Nel secondo capitolo della sua enciclica “Fratelli tutti”, Papa Francesco ci ripropone la parabola del buon samaritano per offrirci la sua chiave di lettura delle relazioni umane chiamate ad aprirsi ad una fraternità universale: il fondamento biblico è questa parabola, con la quale Gesù allarga il concetto ebraico di prossimità ben oltre il limite dell’appartenenza allo stesso popolo e afferma che la grazia di Dio percorre strade impensate (si serve anche dello straniero).
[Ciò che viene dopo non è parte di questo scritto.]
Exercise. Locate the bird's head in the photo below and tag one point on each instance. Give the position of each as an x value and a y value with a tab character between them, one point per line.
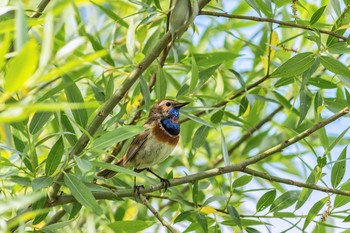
166	109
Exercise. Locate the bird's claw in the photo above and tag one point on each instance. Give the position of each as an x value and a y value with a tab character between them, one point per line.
137	190
165	184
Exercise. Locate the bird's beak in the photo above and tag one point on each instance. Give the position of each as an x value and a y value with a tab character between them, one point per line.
180	105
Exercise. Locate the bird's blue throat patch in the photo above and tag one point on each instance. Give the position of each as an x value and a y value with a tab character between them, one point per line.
169	125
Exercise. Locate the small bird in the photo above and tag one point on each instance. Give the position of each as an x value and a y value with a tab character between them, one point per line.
155	144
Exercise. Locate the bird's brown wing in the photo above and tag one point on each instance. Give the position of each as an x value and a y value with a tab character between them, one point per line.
135	146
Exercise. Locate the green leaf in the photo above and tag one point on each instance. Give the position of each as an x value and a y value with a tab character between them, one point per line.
116	168
241	181
305	103
194	74
184	216
161	83
21	67
295	66
112	15
335	66
74	96
315	209
200	137
317	15
81	193
130	226
38	121
347	219
41	182
21	26
110	138
285	200
306	192
338	169
145	92
341	200
195	189
265	200
54	157
130	38
234	216
202	222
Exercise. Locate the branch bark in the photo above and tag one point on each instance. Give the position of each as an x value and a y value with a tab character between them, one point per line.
252	18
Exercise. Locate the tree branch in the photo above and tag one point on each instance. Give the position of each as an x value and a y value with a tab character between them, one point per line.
156	214
114	100
252	18
232	97
269	177
226	169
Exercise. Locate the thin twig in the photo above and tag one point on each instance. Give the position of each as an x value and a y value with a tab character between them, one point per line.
232	97
156	214
258	19
226	169
107	108
41	7
248	134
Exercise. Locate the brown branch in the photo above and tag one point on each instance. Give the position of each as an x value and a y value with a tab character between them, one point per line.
258	19
107	108
248	134
232	97
157	215
294	139
41	7
226	169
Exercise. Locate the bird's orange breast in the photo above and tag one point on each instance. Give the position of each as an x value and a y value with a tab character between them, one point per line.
163	136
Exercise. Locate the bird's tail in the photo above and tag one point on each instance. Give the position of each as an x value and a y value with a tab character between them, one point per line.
107	174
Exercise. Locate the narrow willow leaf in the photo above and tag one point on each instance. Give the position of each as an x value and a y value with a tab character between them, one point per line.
335	66
265	200
54	157
112	137
194	74
241	181
21	26
305	103
234	215
317	15
145	92
295	66
315	209
161	83
21	201
41	182
81	193
21	67
338	169
285	200
112	15
225	154
202	222
347	219
129	226
130	38
200	137
38	121
306	192
74	96
341	200
183	216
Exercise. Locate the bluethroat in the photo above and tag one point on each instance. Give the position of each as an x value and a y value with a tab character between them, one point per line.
155	144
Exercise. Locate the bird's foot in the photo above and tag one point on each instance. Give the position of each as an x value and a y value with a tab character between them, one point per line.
137	190
165	184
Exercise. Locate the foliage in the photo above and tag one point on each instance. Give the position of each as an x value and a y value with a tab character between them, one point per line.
269	96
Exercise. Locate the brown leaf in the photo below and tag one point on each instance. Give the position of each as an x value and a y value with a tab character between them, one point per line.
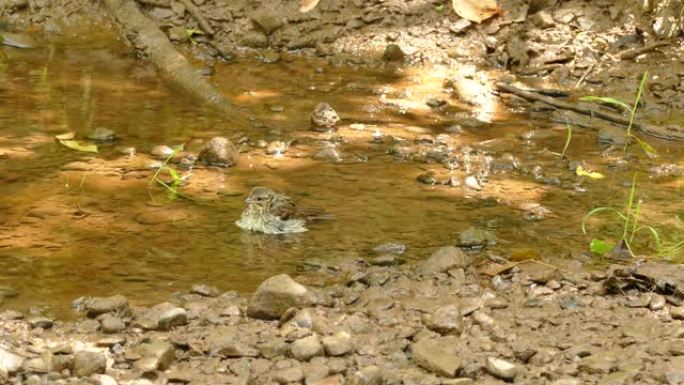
307	5
475	10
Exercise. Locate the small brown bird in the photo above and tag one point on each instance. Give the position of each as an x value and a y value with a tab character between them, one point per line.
270	212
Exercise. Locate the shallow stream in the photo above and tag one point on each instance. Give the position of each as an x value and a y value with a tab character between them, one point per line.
74	224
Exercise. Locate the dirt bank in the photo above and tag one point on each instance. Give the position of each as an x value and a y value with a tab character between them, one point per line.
380	323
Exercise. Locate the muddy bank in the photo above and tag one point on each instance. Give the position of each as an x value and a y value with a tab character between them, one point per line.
380	322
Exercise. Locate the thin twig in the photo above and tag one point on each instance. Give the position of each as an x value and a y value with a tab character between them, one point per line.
156	3
669	132
631	53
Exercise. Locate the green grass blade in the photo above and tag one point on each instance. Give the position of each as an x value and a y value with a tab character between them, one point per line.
567	140
636	103
600	247
648	149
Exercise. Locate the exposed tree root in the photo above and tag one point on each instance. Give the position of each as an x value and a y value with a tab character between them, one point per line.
666	132
157	48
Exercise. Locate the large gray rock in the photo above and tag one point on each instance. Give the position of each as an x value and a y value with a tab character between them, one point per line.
87	363
274	296
437	356
446	258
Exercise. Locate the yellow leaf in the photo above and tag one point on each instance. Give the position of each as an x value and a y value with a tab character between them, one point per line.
79	146
591	174
66	136
475	10
307	5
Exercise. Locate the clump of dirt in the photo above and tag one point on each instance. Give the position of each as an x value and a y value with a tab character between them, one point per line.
381	323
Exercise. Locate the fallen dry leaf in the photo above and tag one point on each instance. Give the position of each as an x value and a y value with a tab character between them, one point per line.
475	10
307	5
66	136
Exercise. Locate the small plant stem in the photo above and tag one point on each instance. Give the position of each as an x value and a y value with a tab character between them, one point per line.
629	214
636	105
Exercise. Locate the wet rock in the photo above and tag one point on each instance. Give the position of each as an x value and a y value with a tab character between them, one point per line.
100	305
87	363
156	355
17	40
324	118
103	379
445	320
329	153
444	259
204	290
306	348
566	381
429	178
161	151
219	152
11	315
476	238
36	365
338	344
40	322
677	312
102	134
228	344
171	318
111	324
391	248
393	53
268	56
501	368
387	260
436	356
276	148
274	296
435	102
254	39
268	22
10	363
88	326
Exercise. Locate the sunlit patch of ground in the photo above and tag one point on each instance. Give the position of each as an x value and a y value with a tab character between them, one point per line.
96	218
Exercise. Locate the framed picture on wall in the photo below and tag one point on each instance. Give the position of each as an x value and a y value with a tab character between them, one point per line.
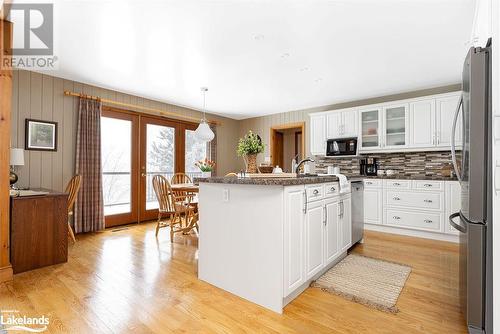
40	135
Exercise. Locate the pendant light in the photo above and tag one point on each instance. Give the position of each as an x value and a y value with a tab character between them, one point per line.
203	132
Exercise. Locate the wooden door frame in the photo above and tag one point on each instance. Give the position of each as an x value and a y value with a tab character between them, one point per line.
276	128
5	120
133	216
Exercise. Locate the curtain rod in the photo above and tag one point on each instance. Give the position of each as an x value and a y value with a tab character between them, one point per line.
135	106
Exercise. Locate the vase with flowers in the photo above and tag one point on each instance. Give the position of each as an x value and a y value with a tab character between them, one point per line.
206	167
248	148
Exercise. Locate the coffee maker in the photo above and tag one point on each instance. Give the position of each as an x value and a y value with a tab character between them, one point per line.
368	166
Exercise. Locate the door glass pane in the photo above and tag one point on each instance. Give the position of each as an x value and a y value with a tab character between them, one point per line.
369	128
195	150
160	157
395	126
116	149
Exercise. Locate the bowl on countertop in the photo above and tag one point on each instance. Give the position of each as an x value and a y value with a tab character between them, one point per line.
266	169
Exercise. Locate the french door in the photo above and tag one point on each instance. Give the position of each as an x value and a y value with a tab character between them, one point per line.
135	148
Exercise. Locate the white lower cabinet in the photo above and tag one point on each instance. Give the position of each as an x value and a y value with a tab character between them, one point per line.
333	229
315	229
316	233
417	204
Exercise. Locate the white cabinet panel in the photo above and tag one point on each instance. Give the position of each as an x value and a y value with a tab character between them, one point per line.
334	125
419	220
345	224
370	128
372	200
445	111
350	123
422	123
314	238
294	274
396	133
453	204
332	242
318	135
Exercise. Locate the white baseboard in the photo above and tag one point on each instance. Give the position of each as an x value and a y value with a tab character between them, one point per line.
412	233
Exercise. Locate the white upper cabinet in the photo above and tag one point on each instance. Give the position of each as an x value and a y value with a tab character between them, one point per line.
350	123
417	124
395	126
318	134
371	129
333	125
342	124
423	123
445	111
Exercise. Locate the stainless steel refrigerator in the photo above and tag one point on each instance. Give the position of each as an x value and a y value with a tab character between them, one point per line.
473	166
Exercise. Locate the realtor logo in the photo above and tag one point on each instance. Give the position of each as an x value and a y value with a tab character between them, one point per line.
33	29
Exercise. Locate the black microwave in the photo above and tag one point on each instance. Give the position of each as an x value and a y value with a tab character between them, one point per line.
341	147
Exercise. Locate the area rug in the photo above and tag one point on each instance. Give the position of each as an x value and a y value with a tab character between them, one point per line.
374	283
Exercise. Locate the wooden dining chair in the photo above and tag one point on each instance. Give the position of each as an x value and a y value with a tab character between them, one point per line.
177	209
72	189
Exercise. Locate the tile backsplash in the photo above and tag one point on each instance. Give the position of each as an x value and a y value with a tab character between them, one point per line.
408	163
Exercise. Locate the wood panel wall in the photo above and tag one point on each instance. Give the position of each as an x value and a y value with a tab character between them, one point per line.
261	125
40	96
5	111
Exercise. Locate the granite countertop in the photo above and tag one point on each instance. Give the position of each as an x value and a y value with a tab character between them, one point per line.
270	181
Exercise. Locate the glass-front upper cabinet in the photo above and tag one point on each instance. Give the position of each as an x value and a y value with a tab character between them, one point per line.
395	126
370	128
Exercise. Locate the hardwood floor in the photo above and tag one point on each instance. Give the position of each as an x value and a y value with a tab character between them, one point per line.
127	281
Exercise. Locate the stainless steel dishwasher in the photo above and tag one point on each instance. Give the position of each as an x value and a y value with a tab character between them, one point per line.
357	208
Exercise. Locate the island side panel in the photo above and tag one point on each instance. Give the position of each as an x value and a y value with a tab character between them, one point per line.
241	241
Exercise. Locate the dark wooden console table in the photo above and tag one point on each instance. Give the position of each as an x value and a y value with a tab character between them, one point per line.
38	230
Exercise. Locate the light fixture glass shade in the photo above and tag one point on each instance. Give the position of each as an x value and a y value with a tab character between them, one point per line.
16	157
203	132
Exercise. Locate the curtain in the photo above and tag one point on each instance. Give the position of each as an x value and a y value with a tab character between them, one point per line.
89	208
212	147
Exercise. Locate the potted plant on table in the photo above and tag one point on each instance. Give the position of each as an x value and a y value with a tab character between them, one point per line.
248	148
206	166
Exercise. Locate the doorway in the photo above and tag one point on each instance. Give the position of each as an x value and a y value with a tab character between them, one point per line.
135	148
287	142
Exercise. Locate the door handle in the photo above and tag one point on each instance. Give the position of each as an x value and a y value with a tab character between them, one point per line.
457	227
453	129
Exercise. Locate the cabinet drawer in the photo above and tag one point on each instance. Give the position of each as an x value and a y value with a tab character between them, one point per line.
372	183
428	185
415	200
397	184
331	189
419	220
314	192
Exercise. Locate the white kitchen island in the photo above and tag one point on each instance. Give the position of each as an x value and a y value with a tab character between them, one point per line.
265	240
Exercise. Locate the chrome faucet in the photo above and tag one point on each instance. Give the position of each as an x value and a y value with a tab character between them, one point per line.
303	161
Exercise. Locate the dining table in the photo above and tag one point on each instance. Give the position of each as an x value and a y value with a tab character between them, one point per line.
189	189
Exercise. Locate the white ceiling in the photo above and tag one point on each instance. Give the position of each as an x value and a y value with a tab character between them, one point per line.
262	57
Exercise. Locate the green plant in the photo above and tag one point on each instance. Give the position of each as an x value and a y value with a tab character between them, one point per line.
251	143
205	165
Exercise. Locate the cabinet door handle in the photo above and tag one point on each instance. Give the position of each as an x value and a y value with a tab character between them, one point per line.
305	201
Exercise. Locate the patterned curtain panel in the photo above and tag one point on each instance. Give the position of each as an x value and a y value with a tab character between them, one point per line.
212	148
89	208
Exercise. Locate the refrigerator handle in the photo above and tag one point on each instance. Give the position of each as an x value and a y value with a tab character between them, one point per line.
455	225
453	129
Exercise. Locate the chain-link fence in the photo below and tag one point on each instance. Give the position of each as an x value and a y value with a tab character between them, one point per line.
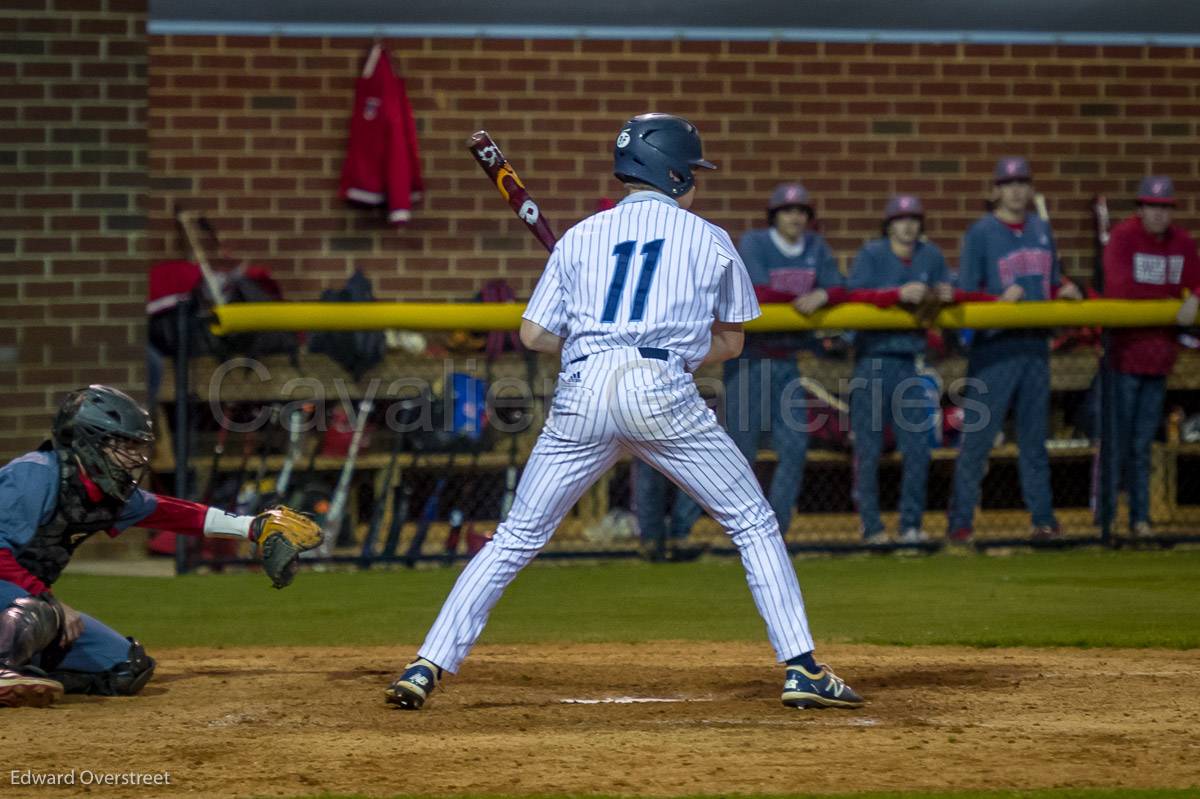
985	445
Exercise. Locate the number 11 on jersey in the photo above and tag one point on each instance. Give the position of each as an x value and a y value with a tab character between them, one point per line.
624	253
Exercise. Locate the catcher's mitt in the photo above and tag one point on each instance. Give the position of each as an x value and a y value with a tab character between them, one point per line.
281	535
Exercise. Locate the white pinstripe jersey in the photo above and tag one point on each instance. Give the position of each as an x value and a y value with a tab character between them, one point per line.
643	274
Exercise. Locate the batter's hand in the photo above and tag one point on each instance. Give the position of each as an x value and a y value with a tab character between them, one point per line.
913	292
1012	294
1068	290
1187	314
810	302
72	626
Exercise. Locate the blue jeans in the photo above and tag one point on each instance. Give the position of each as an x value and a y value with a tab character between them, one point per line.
886	391
649	505
1007	373
761	395
1139	410
96	650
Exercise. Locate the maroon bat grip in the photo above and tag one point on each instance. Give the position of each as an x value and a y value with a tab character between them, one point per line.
508	182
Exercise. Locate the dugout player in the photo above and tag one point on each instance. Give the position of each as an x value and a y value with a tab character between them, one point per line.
84	480
635	299
787	262
1011	254
1147	258
895	269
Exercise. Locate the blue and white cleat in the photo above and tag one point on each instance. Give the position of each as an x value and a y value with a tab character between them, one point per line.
413	688
821	690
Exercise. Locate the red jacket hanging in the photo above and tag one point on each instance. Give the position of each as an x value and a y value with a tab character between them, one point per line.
382	163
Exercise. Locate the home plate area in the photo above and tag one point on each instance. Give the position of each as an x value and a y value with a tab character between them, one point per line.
654	719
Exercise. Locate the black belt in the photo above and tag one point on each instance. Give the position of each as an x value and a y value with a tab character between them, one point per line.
646	352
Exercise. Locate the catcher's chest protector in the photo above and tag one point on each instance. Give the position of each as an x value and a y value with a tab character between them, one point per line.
75	521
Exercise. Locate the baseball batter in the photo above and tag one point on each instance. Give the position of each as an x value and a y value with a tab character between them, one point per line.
635	299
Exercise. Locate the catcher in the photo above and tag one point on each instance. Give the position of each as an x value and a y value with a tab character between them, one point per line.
82	481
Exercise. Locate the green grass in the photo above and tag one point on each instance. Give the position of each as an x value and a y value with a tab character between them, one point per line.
1053	793
1071	599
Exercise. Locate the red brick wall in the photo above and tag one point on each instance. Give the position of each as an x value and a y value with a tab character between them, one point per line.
72	191
252	130
255	128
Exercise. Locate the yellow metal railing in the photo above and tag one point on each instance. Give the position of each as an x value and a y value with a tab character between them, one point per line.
243	317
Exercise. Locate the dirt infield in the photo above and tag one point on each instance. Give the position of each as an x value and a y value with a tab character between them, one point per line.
286	721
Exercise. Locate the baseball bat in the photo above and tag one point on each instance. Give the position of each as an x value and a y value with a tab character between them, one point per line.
187	220
295	445
333	524
498	169
389	476
251	494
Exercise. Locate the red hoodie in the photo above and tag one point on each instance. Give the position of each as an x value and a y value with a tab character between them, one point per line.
1141	266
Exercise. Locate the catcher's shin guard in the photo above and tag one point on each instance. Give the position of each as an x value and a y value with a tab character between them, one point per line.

Afferma il Papa: «Guardiamo il modello del buon samaritano. È un testo che ci invita a far risorgere la nostra vocazione di cittadini del nostro Paese e del mondo intero, come costruttori di un nuovo legame sociale. […] Coi suoi gesti il buon samaritano ha mostrato che l’esistenza di ciascuno di noi è legata a quella degli altri: la vita non è tempo che passa, ma tempo di incontro» (n. 66).

Come avremo modo di vedere anche più avanti, la fraternità universale si offre come visione profetica di una umanità che si riconosce accomunata nella sorte e, grazie a questo, capace di attraversare il buio della prova e della fragilità restituendo ad ogni uomo e donna la propria dignità. Potremmo dire che la fraternità universale si offre come luogo teologico e chiave di lettura per una antropologia sociale. L’icona evangelica del buon samaritano muove dalla convinzione che ognuno, ogni giorno, ha a disposizione l’opportunità di fare la sua parte, perché «gode di uno spazio di corresponsabilità» (n. 77) per trasformare la realtà sociale nella quale vive e innescare nuovi processi. La vita dunque non è mai un sentiero percorso nella solitudine e nell’individualismo dei propri progetti, ideali, convinzioni, ma è innanzitutto esperienza di incontro: è l’incontro che suscita interrogativi, offre un senso, mostra un’alternativa, suscita emozioni, spinge a decisioni. In ogni incontro, potremmo quasi immaginare, è celata e svelata una vocazione e una risposta personale.

È rimanendo fedeli alla nostra storia (alla nostra vita), intesa come luogo in cui Dio ci chiama, che diamo concretezza all’ideale di una prossimità senza frontiere: situazione per situazione, persona per persona, evitando però l’errore di farci carico individualmente della realtà, investendo le energie nel cercare un “noi” che sia più forte «della somma di piccole individualità» (n. 78).

Siamo dunque chiamati a fare pratica di prossimità accettando innanzitutto di obbedire alla vita, quale luogo di incontro, accettando di guardare oltre le nostre aspettative, per non rimanere schiavi di una ideologia o utopia, ma allargare il nostro cuore superando «pregiudizi, barriere storiche o culturali» (n. 83).